I have reported several cases of PVT [4]; [5] ; [6], which represents that PVT may be common in elderly patients with chest pain. Although PVT are possible cause of cerebral infarction, the effects of PVT are not fully understood. To clarify these effects, more studies are needed.
Blood stasis and hypercoagulability are two crucial predisposing factors for the development of venous thrombosis. In this case, serum D-dimer level, the activity of protein S, and the activity of protein C were within normal range.
In the conference of Basic Cardiovascular Sciences (BCVS) 2014, Kim EJ and their colleagues [7] reported that they generated vascular smooth cell-specific Tuberous sclerosis complex 1 (TSC1) haplo-insufficient knockout mouse (TSC1SM22 +/−). They observed that the arterial thrombus area and the neointima formation were increased in TSC1SM22 +/− mice compared with that of WT mice, indicating that the pathology of TSC1 in smooth cells plays roles in thrombus formation and neointima formation. TSC1 seemed to play roles to inhibit a thrombus formation and a neointima formation. Pathology of TSC1 is a possible cause of a PVT formation. Moreover pathology of TSC1 may play a role in the neointima formation, indicating new possibilities of modulating pulmonary vein myocardium that is associated with the progression and maintenance of AF. There is a possibility that pathology of TSC1 may generate and progress PVT formation. Much more studies are needed to clarify this possibility.

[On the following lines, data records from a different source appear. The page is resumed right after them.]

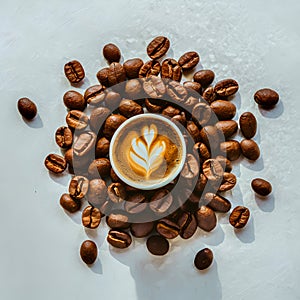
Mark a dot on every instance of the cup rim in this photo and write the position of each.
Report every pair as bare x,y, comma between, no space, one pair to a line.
161,183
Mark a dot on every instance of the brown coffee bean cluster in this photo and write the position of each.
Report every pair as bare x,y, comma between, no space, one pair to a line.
209,127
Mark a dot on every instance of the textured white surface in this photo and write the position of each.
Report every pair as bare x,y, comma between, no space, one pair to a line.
255,42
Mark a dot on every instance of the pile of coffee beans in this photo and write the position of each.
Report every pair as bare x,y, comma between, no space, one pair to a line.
203,111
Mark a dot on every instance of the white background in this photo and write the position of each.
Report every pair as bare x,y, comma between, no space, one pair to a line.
256,42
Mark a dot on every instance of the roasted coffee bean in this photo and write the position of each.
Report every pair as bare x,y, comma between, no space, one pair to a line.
88,252
188,225
55,163
239,217
116,74
171,69
203,259
150,68
130,108
217,202
135,203
266,98
248,125
117,192
204,77
157,245
141,230
94,95
189,60
250,149
27,108
74,71
84,143
111,53
154,87
224,110
202,113
132,67
91,217
226,87
158,47
64,137
190,169
102,147
112,123
97,193
69,204
212,169
117,221
102,77
77,119
167,228
78,187
119,239
229,127
161,201
206,218
261,187
98,117
231,149
74,101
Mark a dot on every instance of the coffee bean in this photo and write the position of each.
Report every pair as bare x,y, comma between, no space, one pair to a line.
88,252
102,77
212,169
150,68
27,108
91,217
78,187
141,230
217,202
248,125
202,113
111,53
171,69
191,167
157,245
226,87
117,221
239,217
74,71
250,149
261,187
132,67
55,163
98,117
158,47
231,149
77,119
224,110
167,228
188,225
189,60
204,77
206,218
229,127
111,125
94,95
161,201
64,137
266,98
203,259
97,193
119,239
130,108
69,204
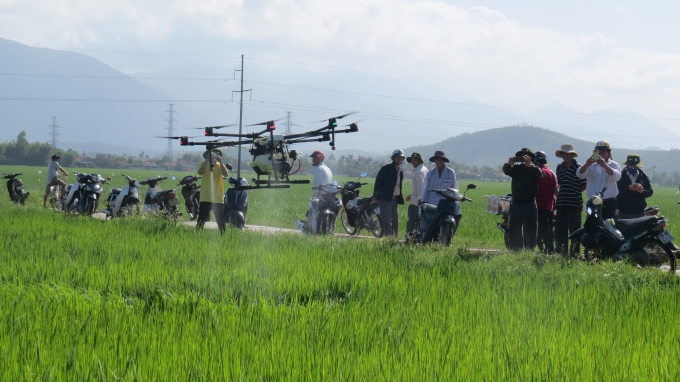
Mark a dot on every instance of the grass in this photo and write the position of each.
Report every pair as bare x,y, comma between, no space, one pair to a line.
145,299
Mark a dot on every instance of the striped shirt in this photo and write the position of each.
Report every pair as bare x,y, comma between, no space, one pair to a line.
570,194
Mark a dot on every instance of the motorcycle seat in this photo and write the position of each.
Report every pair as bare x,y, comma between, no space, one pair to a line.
633,226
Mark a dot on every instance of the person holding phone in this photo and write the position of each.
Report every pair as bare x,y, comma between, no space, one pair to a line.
602,172
634,189
212,189
523,210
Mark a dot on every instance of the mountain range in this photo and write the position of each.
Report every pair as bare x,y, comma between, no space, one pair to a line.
97,106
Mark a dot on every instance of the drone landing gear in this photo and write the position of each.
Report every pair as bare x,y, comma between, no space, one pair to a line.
277,183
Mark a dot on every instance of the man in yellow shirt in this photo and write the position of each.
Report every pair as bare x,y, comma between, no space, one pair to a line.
212,189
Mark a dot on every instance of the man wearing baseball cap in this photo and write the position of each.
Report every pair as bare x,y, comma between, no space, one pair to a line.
416,196
601,171
52,178
212,189
387,190
634,188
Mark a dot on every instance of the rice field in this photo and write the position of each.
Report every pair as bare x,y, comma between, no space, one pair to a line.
148,299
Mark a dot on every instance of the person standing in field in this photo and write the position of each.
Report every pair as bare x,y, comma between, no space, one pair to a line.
601,171
634,189
387,191
322,174
569,202
52,178
212,189
523,213
416,196
439,178
545,203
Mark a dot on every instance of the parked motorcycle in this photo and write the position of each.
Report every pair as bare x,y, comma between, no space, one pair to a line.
500,205
322,211
192,195
443,219
236,202
359,213
645,240
84,195
159,201
15,188
125,201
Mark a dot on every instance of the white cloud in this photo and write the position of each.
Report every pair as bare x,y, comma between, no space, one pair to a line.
425,36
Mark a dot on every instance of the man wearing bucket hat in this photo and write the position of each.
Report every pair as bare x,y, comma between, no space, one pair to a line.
416,196
523,212
601,171
440,177
634,188
387,191
212,189
569,204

PVT can release microclots that occlude microvessels in all organs. Recanalization can rescue microvessel occlusions in mice [8]. Occlusion of pulmonary veins or arteries in all organs by thrombi, if recanalization fails, makes them hypoxia and undernourishment, which effects are not fully understood. Hypoxia and low glucose levels cause mitochondria dysfunctions, which damage tissues by decreasing ATP production and increasing reactive oxygen species (ROS). Hypoxia activates transcription factors; hypoxia inducible factors (HIFs) and the lack of glucose can activate nuclear respiratory factor-1 (NRF-1), which is well known to regulate the genes associated with mitochondria. Pulmonary fibrosis is reported to be associated with PVT [9]. Occlusion of the pulmonary vein may make effects on pulmonary vein myocardium transformation via HIFs and NRF-1 activation. HIFs and NRF-1 may modulate pulmonary fibrosis. Occluded arteries by thrombi make similar effects on arterial wall, which may cause neointimal formations. HIFs can cause reprogramming via activation of JMJD2 protein family [10]. Such reprogramming may play an important role in a thrombus formation, neointimal formation and pulmonary vein myocardium modulation as well as fibrosis. More studies to clarify these mechanisms are required.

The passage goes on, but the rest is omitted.